Les berges sont étroites et couvertes de pierres humides, où le gel dessine des motifs de cristal. Sous la lumière pâle du matin, chaque éclat de glace reflète l'or du soleil naissant, et les rochers se parent d'une clarté presque surnaturelle. Les arbres penchent au-dessus du courant, leurs branches encore lourdes de givre, et les ombres qu'ils projettent dans l'eau se mêlent aux reflets mouvants des profondeurs. Ici, la terre semble parler une langue ancienne, celle du vent et de la pierre.
Au plus fort de l'hiver, quand la montagne retient son souffle, le Bruinen ralentit son cours.
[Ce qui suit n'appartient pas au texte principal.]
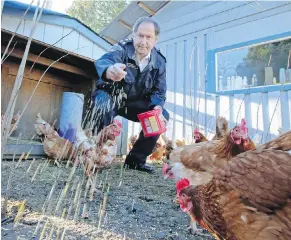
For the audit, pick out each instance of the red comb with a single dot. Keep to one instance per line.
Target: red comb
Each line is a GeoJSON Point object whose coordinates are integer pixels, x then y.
{"type": "Point", "coordinates": [118, 123]}
{"type": "Point", "coordinates": [182, 183]}
{"type": "Point", "coordinates": [243, 126]}
{"type": "Point", "coordinates": [165, 168]}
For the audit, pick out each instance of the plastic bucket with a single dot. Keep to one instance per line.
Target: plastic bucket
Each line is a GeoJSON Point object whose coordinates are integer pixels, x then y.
{"type": "Point", "coordinates": [151, 123]}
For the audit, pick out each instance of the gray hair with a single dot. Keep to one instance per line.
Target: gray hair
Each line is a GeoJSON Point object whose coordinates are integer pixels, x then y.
{"type": "Point", "coordinates": [147, 20]}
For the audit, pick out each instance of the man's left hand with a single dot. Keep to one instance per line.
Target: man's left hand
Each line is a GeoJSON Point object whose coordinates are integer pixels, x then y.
{"type": "Point", "coordinates": [161, 116]}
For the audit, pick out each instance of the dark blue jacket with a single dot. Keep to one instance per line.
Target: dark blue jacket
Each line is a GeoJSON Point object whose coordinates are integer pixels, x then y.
{"type": "Point", "coordinates": [144, 89]}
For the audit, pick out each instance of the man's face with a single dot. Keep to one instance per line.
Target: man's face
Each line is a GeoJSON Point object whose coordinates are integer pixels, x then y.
{"type": "Point", "coordinates": [144, 39]}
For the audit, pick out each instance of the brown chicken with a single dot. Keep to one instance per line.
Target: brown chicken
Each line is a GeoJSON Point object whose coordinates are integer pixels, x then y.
{"type": "Point", "coordinates": [199, 137]}
{"type": "Point", "coordinates": [180, 143]}
{"type": "Point", "coordinates": [132, 140]}
{"type": "Point", "coordinates": [159, 150]}
{"type": "Point", "coordinates": [221, 128]}
{"type": "Point", "coordinates": [249, 197]}
{"type": "Point", "coordinates": [210, 153]}
{"type": "Point", "coordinates": [169, 149]}
{"type": "Point", "coordinates": [220, 132]}
{"type": "Point", "coordinates": [14, 121]}
{"type": "Point", "coordinates": [42, 128]}
{"type": "Point", "coordinates": [100, 152]}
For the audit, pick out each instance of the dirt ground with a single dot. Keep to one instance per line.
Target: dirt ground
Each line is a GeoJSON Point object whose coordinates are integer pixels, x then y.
{"type": "Point", "coordinates": [126, 204]}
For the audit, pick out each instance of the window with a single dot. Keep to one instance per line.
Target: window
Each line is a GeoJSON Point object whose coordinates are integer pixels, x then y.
{"type": "Point", "coordinates": [254, 66]}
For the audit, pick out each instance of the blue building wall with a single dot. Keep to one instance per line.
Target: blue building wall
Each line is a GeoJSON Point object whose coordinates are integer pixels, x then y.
{"type": "Point", "coordinates": [192, 34]}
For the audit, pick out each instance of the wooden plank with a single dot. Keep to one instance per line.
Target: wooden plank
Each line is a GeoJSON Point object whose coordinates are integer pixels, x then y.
{"type": "Point", "coordinates": [266, 116]}
{"type": "Point", "coordinates": [184, 87]}
{"type": "Point", "coordinates": [36, 74]}
{"type": "Point", "coordinates": [231, 111]}
{"type": "Point", "coordinates": [225, 15]}
{"type": "Point", "coordinates": [47, 62]}
{"type": "Point", "coordinates": [248, 116]}
{"type": "Point", "coordinates": [217, 106]}
{"type": "Point", "coordinates": [175, 87]}
{"type": "Point", "coordinates": [285, 114]}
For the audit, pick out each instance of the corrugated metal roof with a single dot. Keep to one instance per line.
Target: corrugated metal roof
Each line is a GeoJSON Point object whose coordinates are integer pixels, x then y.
{"type": "Point", "coordinates": [84, 29]}
{"type": "Point", "coordinates": [116, 31]}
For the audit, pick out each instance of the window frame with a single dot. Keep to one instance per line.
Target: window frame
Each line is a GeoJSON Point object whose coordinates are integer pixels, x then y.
{"type": "Point", "coordinates": [212, 69]}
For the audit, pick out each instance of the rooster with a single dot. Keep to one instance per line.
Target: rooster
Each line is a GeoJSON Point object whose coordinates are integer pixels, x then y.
{"type": "Point", "coordinates": [249, 197]}
{"type": "Point", "coordinates": [205, 155]}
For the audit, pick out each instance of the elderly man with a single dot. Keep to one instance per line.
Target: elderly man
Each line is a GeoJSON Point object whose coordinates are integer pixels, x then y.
{"type": "Point", "coordinates": [132, 79]}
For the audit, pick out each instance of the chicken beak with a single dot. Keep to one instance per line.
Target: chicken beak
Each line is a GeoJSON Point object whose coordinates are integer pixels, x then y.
{"type": "Point", "coordinates": [177, 200]}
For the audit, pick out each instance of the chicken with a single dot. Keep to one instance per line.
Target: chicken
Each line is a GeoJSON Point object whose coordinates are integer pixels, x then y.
{"type": "Point", "coordinates": [199, 137]}
{"type": "Point", "coordinates": [159, 150]}
{"type": "Point", "coordinates": [221, 131]}
{"type": "Point", "coordinates": [43, 128]}
{"type": "Point", "coordinates": [180, 143]}
{"type": "Point", "coordinates": [99, 151]}
{"type": "Point", "coordinates": [109, 152]}
{"type": "Point", "coordinates": [205, 155]}
{"type": "Point", "coordinates": [221, 128]}
{"type": "Point", "coordinates": [132, 140]}
{"type": "Point", "coordinates": [216, 152]}
{"type": "Point", "coordinates": [169, 149]}
{"type": "Point", "coordinates": [14, 121]}
{"type": "Point", "coordinates": [57, 148]}
{"type": "Point", "coordinates": [247, 198]}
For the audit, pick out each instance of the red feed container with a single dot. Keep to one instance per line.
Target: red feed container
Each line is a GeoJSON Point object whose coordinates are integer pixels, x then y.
{"type": "Point", "coordinates": [151, 123]}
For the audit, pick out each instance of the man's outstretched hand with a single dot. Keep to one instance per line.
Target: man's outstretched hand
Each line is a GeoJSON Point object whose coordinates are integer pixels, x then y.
{"type": "Point", "coordinates": [116, 72]}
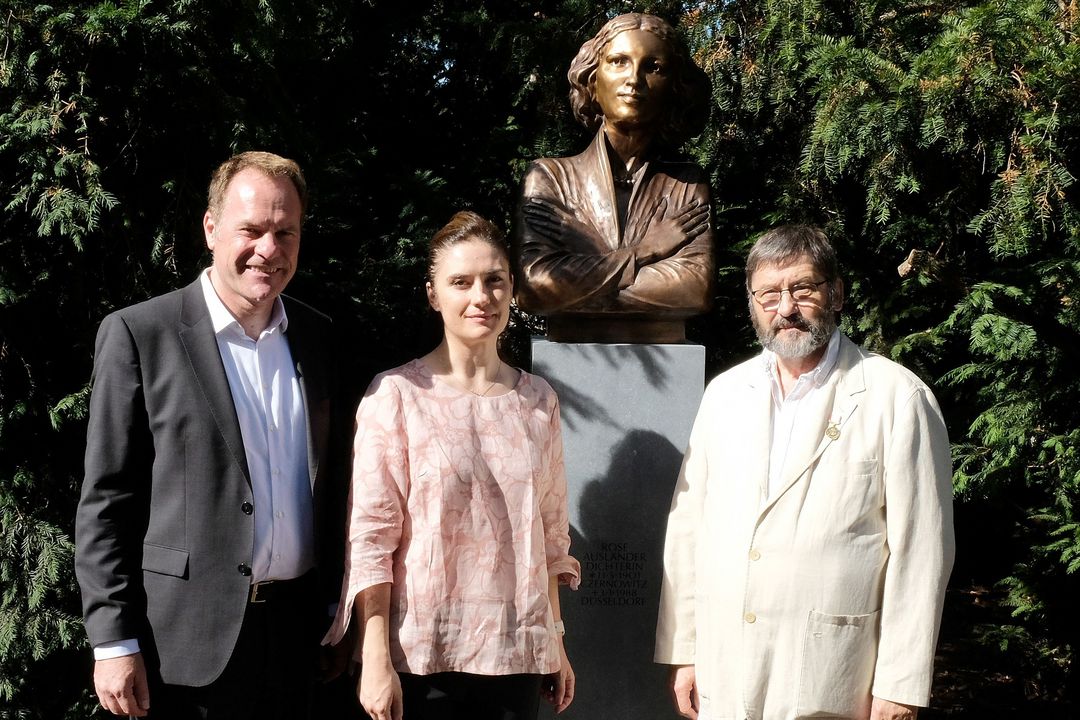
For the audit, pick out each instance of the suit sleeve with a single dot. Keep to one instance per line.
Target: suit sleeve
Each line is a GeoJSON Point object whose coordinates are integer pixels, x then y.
{"type": "Point", "coordinates": [676, 632]}
{"type": "Point", "coordinates": [919, 529]}
{"type": "Point", "coordinates": [113, 507]}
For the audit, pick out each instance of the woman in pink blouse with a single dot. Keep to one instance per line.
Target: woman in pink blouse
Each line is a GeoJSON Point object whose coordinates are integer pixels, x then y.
{"type": "Point", "coordinates": [458, 531]}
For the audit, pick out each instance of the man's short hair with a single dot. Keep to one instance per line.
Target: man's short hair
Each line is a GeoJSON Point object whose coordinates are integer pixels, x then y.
{"type": "Point", "coordinates": [787, 243]}
{"type": "Point", "coordinates": [265, 162]}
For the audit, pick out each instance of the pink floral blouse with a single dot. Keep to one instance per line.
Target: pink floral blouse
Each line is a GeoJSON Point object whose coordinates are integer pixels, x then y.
{"type": "Point", "coordinates": [460, 502]}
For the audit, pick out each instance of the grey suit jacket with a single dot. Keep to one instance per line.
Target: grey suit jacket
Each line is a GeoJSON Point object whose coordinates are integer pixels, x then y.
{"type": "Point", "coordinates": [162, 538]}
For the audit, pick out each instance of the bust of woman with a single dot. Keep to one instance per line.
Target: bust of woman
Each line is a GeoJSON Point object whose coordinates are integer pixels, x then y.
{"type": "Point", "coordinates": [615, 244]}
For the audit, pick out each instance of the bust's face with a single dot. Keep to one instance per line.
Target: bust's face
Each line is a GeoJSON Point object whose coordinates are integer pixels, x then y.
{"type": "Point", "coordinates": [633, 81]}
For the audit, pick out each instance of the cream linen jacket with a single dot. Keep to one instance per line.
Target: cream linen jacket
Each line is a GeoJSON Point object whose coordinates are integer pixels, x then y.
{"type": "Point", "coordinates": [807, 603]}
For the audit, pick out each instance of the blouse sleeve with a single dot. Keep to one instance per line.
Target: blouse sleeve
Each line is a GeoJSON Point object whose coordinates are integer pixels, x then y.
{"type": "Point", "coordinates": [553, 512]}
{"type": "Point", "coordinates": [377, 497]}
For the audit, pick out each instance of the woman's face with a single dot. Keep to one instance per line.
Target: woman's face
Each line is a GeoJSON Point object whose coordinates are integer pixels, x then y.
{"type": "Point", "coordinates": [633, 80]}
{"type": "Point", "coordinates": [471, 288]}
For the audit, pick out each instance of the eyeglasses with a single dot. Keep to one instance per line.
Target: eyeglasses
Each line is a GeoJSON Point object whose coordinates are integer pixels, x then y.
{"type": "Point", "coordinates": [801, 294]}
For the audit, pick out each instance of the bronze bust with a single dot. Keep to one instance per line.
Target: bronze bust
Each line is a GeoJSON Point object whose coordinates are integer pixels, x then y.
{"type": "Point", "coordinates": [615, 244]}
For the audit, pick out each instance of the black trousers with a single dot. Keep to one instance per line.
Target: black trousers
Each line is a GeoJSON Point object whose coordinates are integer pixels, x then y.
{"type": "Point", "coordinates": [467, 696]}
{"type": "Point", "coordinates": [271, 674]}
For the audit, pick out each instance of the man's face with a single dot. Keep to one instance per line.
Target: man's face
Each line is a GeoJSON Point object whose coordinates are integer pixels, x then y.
{"type": "Point", "coordinates": [255, 240]}
{"type": "Point", "coordinates": [633, 79]}
{"type": "Point", "coordinates": [795, 329]}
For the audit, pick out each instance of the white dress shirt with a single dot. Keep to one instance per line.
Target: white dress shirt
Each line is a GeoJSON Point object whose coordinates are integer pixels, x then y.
{"type": "Point", "coordinates": [785, 410]}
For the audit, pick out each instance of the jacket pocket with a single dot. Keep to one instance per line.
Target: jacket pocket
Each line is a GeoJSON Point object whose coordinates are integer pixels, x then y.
{"type": "Point", "coordinates": [837, 670]}
{"type": "Point", "coordinates": [164, 560]}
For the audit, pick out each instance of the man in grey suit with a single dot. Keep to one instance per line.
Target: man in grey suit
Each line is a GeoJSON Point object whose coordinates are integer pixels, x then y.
{"type": "Point", "coordinates": [208, 531]}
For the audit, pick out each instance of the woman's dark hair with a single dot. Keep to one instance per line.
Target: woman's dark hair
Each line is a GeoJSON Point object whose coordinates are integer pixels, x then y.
{"type": "Point", "coordinates": [688, 106]}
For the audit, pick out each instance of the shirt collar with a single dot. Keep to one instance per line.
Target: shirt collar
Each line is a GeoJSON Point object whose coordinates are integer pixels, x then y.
{"type": "Point", "coordinates": [221, 318]}
{"type": "Point", "coordinates": [818, 376]}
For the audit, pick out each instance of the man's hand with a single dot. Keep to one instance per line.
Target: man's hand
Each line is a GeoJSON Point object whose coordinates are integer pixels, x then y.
{"type": "Point", "coordinates": [334, 660]}
{"type": "Point", "coordinates": [558, 226]}
{"type": "Point", "coordinates": [121, 688]}
{"type": "Point", "coordinates": [379, 691]}
{"type": "Point", "coordinates": [685, 689]}
{"type": "Point", "coordinates": [883, 709]}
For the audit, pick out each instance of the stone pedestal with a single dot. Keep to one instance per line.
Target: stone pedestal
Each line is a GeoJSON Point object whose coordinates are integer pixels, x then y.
{"type": "Point", "coordinates": [626, 412]}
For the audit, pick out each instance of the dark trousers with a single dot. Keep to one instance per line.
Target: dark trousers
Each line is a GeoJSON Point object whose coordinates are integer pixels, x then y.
{"type": "Point", "coordinates": [467, 696]}
{"type": "Point", "coordinates": [271, 673]}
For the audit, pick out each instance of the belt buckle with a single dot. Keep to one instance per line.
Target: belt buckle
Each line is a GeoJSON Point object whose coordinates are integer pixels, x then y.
{"type": "Point", "coordinates": [255, 591]}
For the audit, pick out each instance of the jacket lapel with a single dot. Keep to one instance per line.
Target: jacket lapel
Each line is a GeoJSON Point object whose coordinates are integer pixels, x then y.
{"type": "Point", "coordinates": [197, 335]}
{"type": "Point", "coordinates": [601, 191]}
{"type": "Point", "coordinates": [312, 380]}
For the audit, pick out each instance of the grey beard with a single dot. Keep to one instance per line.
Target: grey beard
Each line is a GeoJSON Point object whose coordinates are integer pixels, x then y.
{"type": "Point", "coordinates": [802, 345]}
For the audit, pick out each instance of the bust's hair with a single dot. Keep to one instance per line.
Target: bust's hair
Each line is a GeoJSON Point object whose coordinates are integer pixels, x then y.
{"type": "Point", "coordinates": [464, 226]}
{"type": "Point", "coordinates": [267, 163]}
{"type": "Point", "coordinates": [688, 104]}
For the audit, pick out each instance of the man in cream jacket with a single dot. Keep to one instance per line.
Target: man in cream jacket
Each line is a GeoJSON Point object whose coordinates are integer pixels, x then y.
{"type": "Point", "coordinates": [810, 535]}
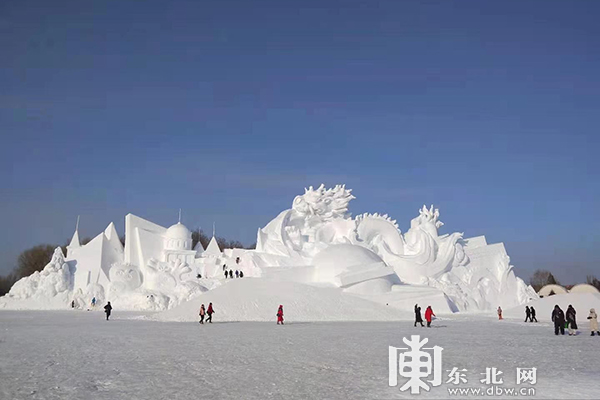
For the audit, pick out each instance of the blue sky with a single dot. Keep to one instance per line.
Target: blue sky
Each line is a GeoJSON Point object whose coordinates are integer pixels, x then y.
{"type": "Point", "coordinates": [228, 109]}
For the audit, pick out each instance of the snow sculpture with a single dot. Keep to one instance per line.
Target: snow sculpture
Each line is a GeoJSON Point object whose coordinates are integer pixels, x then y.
{"type": "Point", "coordinates": [53, 280]}
{"type": "Point", "coordinates": [472, 275]}
{"type": "Point", "coordinates": [315, 242]}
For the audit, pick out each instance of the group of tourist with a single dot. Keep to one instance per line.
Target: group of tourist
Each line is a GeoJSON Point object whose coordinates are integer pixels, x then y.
{"type": "Point", "coordinates": [568, 320]}
{"type": "Point", "coordinates": [428, 315]}
{"type": "Point", "coordinates": [229, 273]}
{"type": "Point", "coordinates": [208, 312]}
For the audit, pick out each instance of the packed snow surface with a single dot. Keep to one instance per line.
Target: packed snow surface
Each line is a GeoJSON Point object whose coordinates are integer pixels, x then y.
{"type": "Point", "coordinates": [76, 354]}
{"type": "Point", "coordinates": [582, 302]}
{"type": "Point", "coordinates": [255, 299]}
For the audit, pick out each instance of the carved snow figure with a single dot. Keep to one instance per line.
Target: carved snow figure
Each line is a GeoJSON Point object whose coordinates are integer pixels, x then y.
{"type": "Point", "coordinates": [315, 242]}
{"type": "Point", "coordinates": [471, 274]}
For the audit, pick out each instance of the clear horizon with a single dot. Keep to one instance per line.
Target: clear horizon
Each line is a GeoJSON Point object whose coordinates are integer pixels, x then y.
{"type": "Point", "coordinates": [488, 111]}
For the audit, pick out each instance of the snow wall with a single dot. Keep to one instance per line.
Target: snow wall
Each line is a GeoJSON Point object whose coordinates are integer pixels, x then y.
{"type": "Point", "coordinates": [316, 247]}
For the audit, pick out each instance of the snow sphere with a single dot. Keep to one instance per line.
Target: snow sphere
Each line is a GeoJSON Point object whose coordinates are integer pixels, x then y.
{"type": "Point", "coordinates": [341, 259]}
{"type": "Point", "coordinates": [178, 237]}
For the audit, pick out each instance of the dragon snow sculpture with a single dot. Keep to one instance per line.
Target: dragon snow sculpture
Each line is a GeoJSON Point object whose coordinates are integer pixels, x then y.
{"type": "Point", "coordinates": [320, 219]}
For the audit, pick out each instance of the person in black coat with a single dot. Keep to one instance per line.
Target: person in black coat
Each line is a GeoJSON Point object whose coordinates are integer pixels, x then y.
{"type": "Point", "coordinates": [527, 314]}
{"type": "Point", "coordinates": [418, 318]}
{"type": "Point", "coordinates": [107, 310]}
{"type": "Point", "coordinates": [571, 320]}
{"type": "Point", "coordinates": [558, 317]}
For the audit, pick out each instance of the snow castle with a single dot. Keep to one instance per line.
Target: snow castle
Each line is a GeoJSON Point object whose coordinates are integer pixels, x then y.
{"type": "Point", "coordinates": [316, 242]}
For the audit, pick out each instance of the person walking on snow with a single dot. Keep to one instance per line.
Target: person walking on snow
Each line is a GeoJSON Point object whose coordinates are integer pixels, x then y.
{"type": "Point", "coordinates": [107, 310]}
{"type": "Point", "coordinates": [533, 318]}
{"type": "Point", "coordinates": [571, 320]}
{"type": "Point", "coordinates": [429, 316]}
{"type": "Point", "coordinates": [209, 312]}
{"type": "Point", "coordinates": [418, 318]}
{"type": "Point", "coordinates": [202, 313]}
{"type": "Point", "coordinates": [593, 317]}
{"type": "Point", "coordinates": [558, 317]}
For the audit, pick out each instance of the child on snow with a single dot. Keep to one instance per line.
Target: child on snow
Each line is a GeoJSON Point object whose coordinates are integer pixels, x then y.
{"type": "Point", "coordinates": [429, 316]}
{"type": "Point", "coordinates": [202, 313]}
{"type": "Point", "coordinates": [209, 312]}
{"type": "Point", "coordinates": [558, 317]}
{"type": "Point", "coordinates": [572, 323]}
{"type": "Point", "coordinates": [418, 318]}
{"type": "Point", "coordinates": [533, 318]}
{"type": "Point", "coordinates": [593, 317]}
{"type": "Point", "coordinates": [107, 310]}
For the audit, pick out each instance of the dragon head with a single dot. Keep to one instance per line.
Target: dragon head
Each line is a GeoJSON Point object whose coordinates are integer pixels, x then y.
{"type": "Point", "coordinates": [327, 204]}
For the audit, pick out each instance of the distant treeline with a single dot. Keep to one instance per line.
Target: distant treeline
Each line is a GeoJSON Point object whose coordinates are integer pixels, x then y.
{"type": "Point", "coordinates": [36, 258]}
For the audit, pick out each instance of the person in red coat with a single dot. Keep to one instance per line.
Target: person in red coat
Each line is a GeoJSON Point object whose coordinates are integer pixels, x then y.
{"type": "Point", "coordinates": [429, 315]}
{"type": "Point", "coordinates": [209, 312]}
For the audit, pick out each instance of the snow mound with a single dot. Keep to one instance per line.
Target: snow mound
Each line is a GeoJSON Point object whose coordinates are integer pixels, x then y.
{"type": "Point", "coordinates": [46, 289]}
{"type": "Point", "coordinates": [582, 302]}
{"type": "Point", "coordinates": [255, 299]}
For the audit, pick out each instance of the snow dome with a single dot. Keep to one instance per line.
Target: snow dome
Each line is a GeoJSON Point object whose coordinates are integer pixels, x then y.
{"type": "Point", "coordinates": [178, 237]}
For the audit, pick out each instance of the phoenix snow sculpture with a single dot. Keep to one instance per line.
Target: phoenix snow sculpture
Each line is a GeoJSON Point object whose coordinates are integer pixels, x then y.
{"type": "Point", "coordinates": [315, 242]}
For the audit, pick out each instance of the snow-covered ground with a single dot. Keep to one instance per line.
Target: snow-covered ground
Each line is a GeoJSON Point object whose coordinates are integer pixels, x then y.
{"type": "Point", "coordinates": [78, 355]}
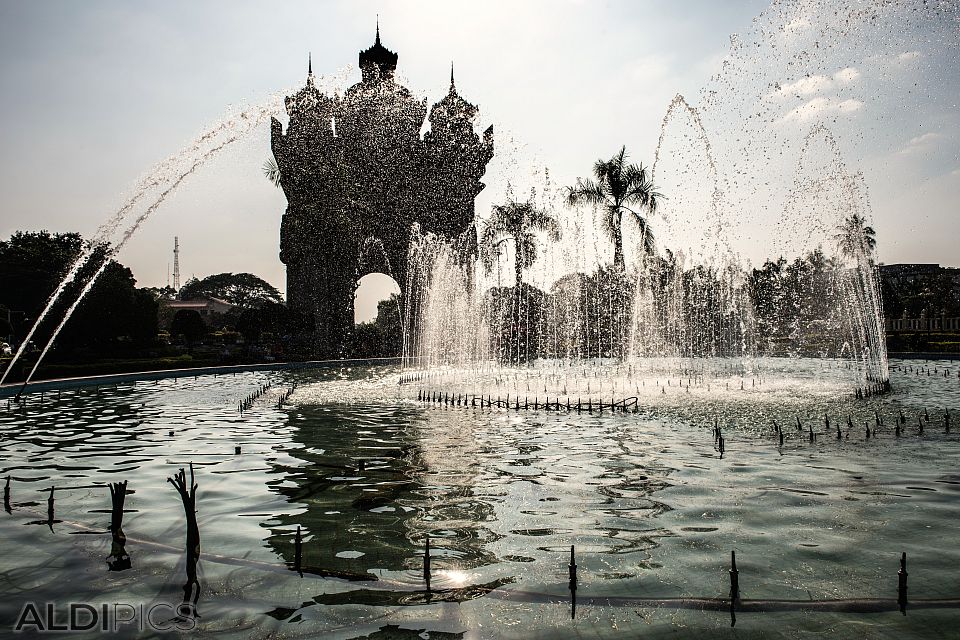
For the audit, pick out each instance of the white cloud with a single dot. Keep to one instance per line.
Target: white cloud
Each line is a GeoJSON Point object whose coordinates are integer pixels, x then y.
{"type": "Point", "coordinates": [849, 74]}
{"type": "Point", "coordinates": [821, 106]}
{"type": "Point", "coordinates": [919, 142]}
{"type": "Point", "coordinates": [806, 86]}
{"type": "Point", "coordinates": [815, 84]}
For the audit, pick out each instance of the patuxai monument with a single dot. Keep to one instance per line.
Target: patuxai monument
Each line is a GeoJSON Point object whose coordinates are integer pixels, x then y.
{"type": "Point", "coordinates": [358, 175]}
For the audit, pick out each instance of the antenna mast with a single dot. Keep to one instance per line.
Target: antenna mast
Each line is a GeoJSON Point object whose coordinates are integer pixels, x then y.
{"type": "Point", "coordinates": [176, 264]}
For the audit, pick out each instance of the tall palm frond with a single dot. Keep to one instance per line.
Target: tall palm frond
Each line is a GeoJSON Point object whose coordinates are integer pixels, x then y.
{"type": "Point", "coordinates": [272, 171]}
{"type": "Point", "coordinates": [621, 188]}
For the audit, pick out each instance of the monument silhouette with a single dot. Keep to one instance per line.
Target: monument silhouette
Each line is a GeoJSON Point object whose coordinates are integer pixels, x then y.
{"type": "Point", "coordinates": [358, 175]}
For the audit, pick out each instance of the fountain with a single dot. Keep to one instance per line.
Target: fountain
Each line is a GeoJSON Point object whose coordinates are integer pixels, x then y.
{"type": "Point", "coordinates": [711, 436]}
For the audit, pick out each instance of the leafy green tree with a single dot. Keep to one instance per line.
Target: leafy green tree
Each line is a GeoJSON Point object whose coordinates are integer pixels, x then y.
{"type": "Point", "coordinates": [383, 336]}
{"type": "Point", "coordinates": [32, 265]}
{"type": "Point", "coordinates": [244, 290]}
{"type": "Point", "coordinates": [619, 187]}
{"type": "Point", "coordinates": [516, 223]}
{"type": "Point", "coordinates": [855, 238]}
{"type": "Point", "coordinates": [189, 324]}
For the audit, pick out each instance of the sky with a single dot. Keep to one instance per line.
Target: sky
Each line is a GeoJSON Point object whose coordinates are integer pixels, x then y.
{"type": "Point", "coordinates": [96, 94]}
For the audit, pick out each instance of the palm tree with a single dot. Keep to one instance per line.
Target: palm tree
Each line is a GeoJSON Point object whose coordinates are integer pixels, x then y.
{"type": "Point", "coordinates": [854, 238]}
{"type": "Point", "coordinates": [619, 188]}
{"type": "Point", "coordinates": [271, 170]}
{"type": "Point", "coordinates": [517, 223]}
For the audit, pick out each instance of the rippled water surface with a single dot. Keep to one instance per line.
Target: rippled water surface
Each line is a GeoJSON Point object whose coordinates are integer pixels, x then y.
{"type": "Point", "coordinates": [368, 474]}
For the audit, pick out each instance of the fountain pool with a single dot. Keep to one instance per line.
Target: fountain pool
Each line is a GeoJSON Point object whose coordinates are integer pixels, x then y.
{"type": "Point", "coordinates": [368, 474]}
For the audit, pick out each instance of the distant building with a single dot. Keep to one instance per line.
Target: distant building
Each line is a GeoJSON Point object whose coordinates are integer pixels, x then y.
{"type": "Point", "coordinates": [921, 297]}
{"type": "Point", "coordinates": [207, 307]}
{"type": "Point", "coordinates": [358, 174]}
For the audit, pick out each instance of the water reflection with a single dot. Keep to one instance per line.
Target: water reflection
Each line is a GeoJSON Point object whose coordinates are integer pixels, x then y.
{"type": "Point", "coordinates": [118, 560]}
{"type": "Point", "coordinates": [191, 588]}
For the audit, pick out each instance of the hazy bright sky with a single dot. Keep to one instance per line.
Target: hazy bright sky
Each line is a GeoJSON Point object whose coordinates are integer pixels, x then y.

La surface se couvre de glace claire, mais dessous, l'eau continue de couler, invisible et obstinée. On dirait qu'elle porte en elle une volonté propre, un souvenir des sources secrètes d'où elle vient, au-delà des neiges et des racines profondes des monts. Parfois, dans le silence, on croit entendre son murmure grave, comme une voix gardienne, veillant sur le chemin qui mène à la demeure d'Elrond.
C'est dans ces gorges qu'Elrond fit jadis dresser un enchantement ancien, un sort de protection lié au souffle même de la rivière. Ainsi, nul ennemi ne pouvait franchir ces eaux sans en subir la colère. Car le Bruinen, en ces lieux, n'était pas une simple rivière, mais un gardien vigilant, serviteur du pouvoir elfique, messager des monts et des sources cachées. Et quand la fureur s'éveillait, les flots s'élevaient en tourbillons écumants, emplis de la lumière de la vallée et de la voix du maître de Fendeval.
Dans la paix des jours clairs, les gorges reprennent leur calme. Le bruit de l'eau devient un chant doux, et la lumière danse sur les pierres comme sur des gemmes vivantes. Les voyageurs qui s'arrêtent sur ses rives disent que l'air y semble plus pur qu'ailleurs, comme si la vallée elle-même respirait à travers ces flots. Car ici commence le royaume caché d'Elrond, et dans le murmure du Bruinen résonne déjà la promesse du repos et de la sagesse.